John Mercuri is a 3rd year medical student at NYU Medical School.

Faculty peer reviewed and commentary below by Andrew Wallach MD, NYU Division of General Internal Medicine.

John Mercuri effectively argues the importance of applying ethical standards to the current debate on EHRs. Patient ownership of their data, in terms of both content and privacy, is key. As electronic patient records (albeit stripped of their protected health information) are sought by pharmaceutical and insurance companies, policy-makers, and researchers, there is great potential for both financial and personal harm to individuals if the data are not fully protected.
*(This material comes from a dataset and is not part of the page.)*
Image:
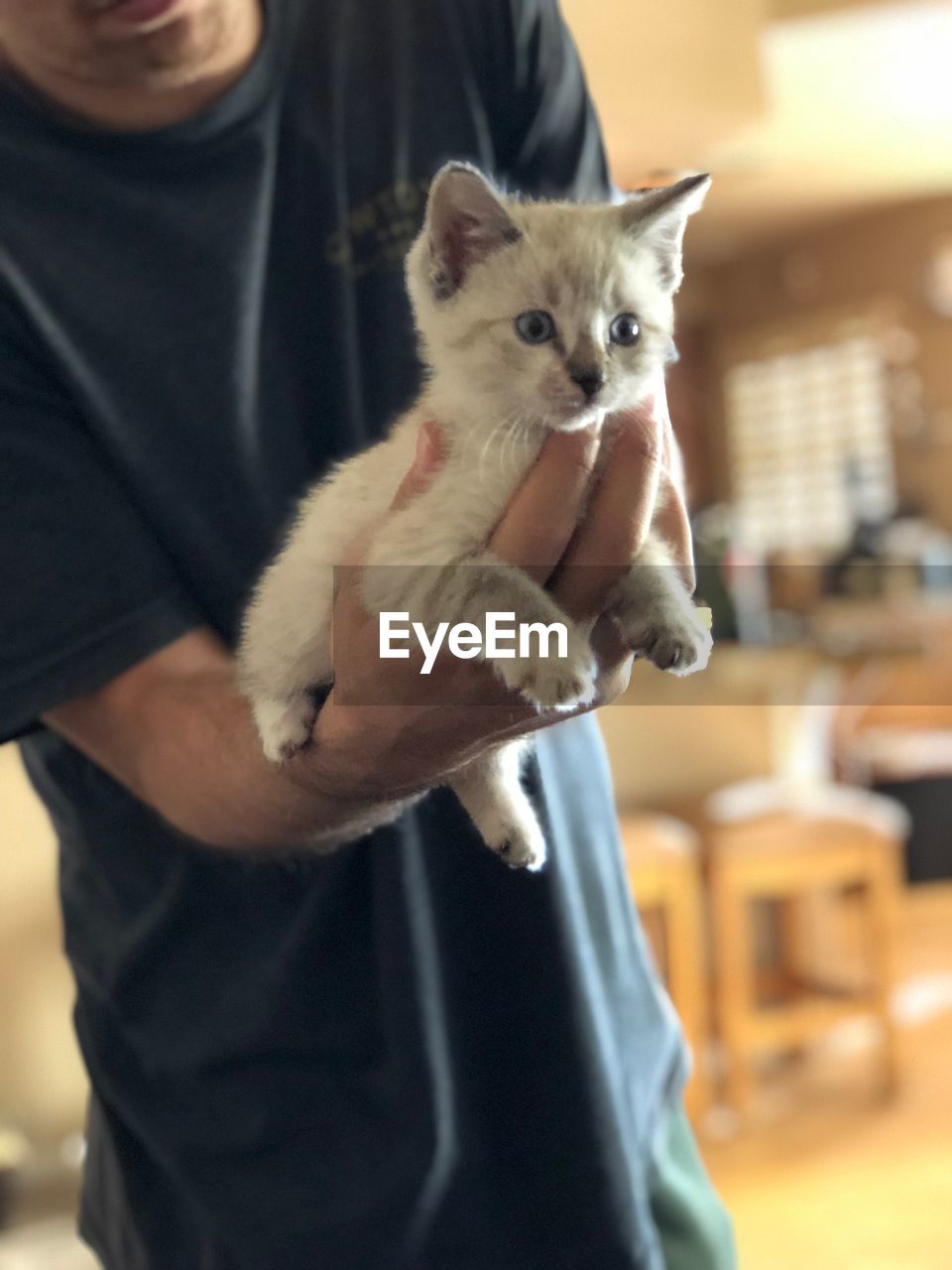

Further, inherent conflicts of interest arise when the same companies that maintain electronic patient data also sell the much sought-after information from their data warehouses, a practice that happens today. Clearly, there are numerous benefits to EHRs; however, we are reminded by Mr. Mercuri of the importance of including these ethical considerations in the current debate.

References

1. American Recovery and Reinvestment Act of 2009. HR 1, 111th Congress, 1st Session, Title XIII. <www.rules.house.gov/111/LegText/111_hr1_text.pdf>. Enacted 2009. Accessed September 13, 2009.
2. Garrett TM, Baillie HW, Garrett RM. Health Care Ethics: Principles and Problems. 4th ed. New Jersey: Prentice Hall; 2001.
3. Google Trends. <www.google.com/trends>. Accessed September 13, 2009.
4. Mandl KD, Szolovits P, Kohane IS. Public standards and patients’ control: how to keep electronic medical records accessible but private. BMJ. 2001;322(7281):283-287.
5. Hall MA, Schulman KA. Ownership of medical information. JAMA. 2009;301(12):1282-1284.
6. Oxford English Dictionary. 2nd ed. s.v. “Justice.” <http://dictionary.oed.com/cgi/entry/50124865?query_type=word&queryword=justice&first=1&max_to_show=10&sort_type=alpha&result_place=1&search_id=7n0T-MBTDrE-12380&hilite=50124865>. Published 1989. Accessed September 13, 2009.
7. D’Avolio LW. Electronic medical records at a crossroads: impetus for change or missed opportunity? JAMA. 2009;302(10):1109-1111.
8. Sittig DF, Singh H. Eight rights of safe electronic health record use. JAMA. 2009;302(10):1111-1113.
9. Kontos EZ, Bennett GG, Viswanath K. Barriers and facilitators to home computer and internet use among urban novice computer users of low socioeconomic position. J Med Internet Res. 2007;9(4). <http://www.jmir.org/2007/4/e31/v9i4e31>. Accessed September 13, 2009.
10. Meier B. Panel Suggests Medical Priorities for U.S. New York Times. Published 30 June 2009. <http://www.nytimes.com/2009/07/01/health/policy/01compare.html?_r=1&hp>. Accessed September 13, 2009.
11. Lee LM, Gostin LO. Ethical collection, storage, and use of public health data: a proposal for a national privacy protection. JAMA. 2009;302(1):83-84.
12. Duncan JR, Evens RG. Using information to optimize medical outcomes. JAMA. 2009;301(22):2383-2385.
13. Rodwin MA. The case for public ownership of patient data. JAMA. 2009;301(22):86-88.
14. Gostin LO, Nass S. Reforming the HIPAA Privacy Rule: safeguarding privacy and promoting research. JAMA. 2009;301(13):1373-1375.